Photographe professionnelle (presse et séries documentaires), Lou-Anna Ralite développe un travail autour de la notion de périphérie, avec une attention particulière portée à la banlieue.
Ses photographies, qui explorent de manière poétique les significations du verbe “habiter”, sont publiés dans la presse (France Télévisions, La Déferlante, La Disparition, Fisheye Magazine, Les Inrockuptibles, Madame Figaro, Point de vu etc.) Elle conçoit également des affiches pour des films, séries et festivals — parmi lesquels Amours solitaires (Arte), le festival Smell Like Teen Spirit ou encore Texture Pacifique.
Elle développe en parallèle un travail photographique centré sur le portrait, notamment d’acteurs, musiciens et artistes.
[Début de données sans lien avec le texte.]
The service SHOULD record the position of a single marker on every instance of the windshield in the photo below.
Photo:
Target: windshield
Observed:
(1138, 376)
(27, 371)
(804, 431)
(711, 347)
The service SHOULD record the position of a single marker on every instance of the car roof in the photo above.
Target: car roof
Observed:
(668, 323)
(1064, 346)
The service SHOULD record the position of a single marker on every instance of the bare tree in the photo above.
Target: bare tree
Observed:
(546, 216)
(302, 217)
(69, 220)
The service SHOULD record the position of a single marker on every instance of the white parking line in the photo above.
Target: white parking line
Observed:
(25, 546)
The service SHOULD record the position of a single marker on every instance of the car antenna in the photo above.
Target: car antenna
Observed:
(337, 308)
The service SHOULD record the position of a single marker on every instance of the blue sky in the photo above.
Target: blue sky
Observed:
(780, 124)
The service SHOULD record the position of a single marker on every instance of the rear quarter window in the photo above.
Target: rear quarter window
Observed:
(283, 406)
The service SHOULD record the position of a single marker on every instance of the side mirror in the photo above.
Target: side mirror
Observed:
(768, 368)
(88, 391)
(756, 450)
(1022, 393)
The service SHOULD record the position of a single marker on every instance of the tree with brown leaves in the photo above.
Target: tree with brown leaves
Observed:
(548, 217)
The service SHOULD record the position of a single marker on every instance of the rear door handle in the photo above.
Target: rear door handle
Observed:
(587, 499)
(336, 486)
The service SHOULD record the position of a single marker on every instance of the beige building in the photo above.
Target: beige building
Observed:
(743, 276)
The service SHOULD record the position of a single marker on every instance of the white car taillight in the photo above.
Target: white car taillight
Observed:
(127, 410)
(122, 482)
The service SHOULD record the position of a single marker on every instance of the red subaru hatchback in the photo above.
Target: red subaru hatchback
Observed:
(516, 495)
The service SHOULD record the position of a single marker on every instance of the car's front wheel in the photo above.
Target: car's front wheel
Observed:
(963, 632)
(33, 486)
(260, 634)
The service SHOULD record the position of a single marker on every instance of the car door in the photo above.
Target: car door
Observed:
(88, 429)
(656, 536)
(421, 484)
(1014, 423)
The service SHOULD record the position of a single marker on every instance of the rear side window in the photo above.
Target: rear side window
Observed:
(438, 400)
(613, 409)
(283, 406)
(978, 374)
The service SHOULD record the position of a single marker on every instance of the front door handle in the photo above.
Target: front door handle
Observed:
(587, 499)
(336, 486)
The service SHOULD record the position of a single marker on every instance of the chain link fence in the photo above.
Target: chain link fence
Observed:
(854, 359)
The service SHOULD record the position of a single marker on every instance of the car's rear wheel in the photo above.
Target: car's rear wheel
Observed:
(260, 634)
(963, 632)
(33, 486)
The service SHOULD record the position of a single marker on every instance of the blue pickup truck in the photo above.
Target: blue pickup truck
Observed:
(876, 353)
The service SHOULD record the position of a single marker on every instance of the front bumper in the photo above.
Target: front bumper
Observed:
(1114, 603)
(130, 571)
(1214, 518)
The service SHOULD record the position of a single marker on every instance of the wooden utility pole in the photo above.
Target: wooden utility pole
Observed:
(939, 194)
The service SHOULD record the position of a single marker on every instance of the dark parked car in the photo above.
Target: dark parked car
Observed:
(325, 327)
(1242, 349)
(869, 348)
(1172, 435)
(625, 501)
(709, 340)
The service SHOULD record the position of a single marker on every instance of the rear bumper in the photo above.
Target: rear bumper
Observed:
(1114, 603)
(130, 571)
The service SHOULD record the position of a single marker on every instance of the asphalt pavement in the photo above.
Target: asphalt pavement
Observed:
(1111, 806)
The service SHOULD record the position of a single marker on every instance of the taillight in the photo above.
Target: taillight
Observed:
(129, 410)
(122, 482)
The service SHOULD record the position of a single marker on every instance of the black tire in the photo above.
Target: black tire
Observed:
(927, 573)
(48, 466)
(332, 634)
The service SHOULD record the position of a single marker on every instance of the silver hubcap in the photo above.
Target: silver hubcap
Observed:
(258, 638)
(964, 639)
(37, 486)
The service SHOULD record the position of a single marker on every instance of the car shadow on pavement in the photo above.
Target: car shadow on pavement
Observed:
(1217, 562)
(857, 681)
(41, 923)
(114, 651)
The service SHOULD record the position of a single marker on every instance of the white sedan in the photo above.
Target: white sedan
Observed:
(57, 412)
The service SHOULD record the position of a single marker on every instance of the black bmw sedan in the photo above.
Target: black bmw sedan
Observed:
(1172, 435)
En 2022, elle réalise un projet photographique au Japon, qu’elle cherche aujourd’hui à faire éditer sous forme de livre. Ce travail propose une lecture poétique et humoristique de la puissance des signes, du graphisme, en tissant des liens entre espace public et environnement naturel.
Dans la continuité de sa recherche sur la périphérie, elle poursuit également une série de portraits initiée au sein du quartier de la Maladrerie, à Aubervilliers, cité où elle a grandi.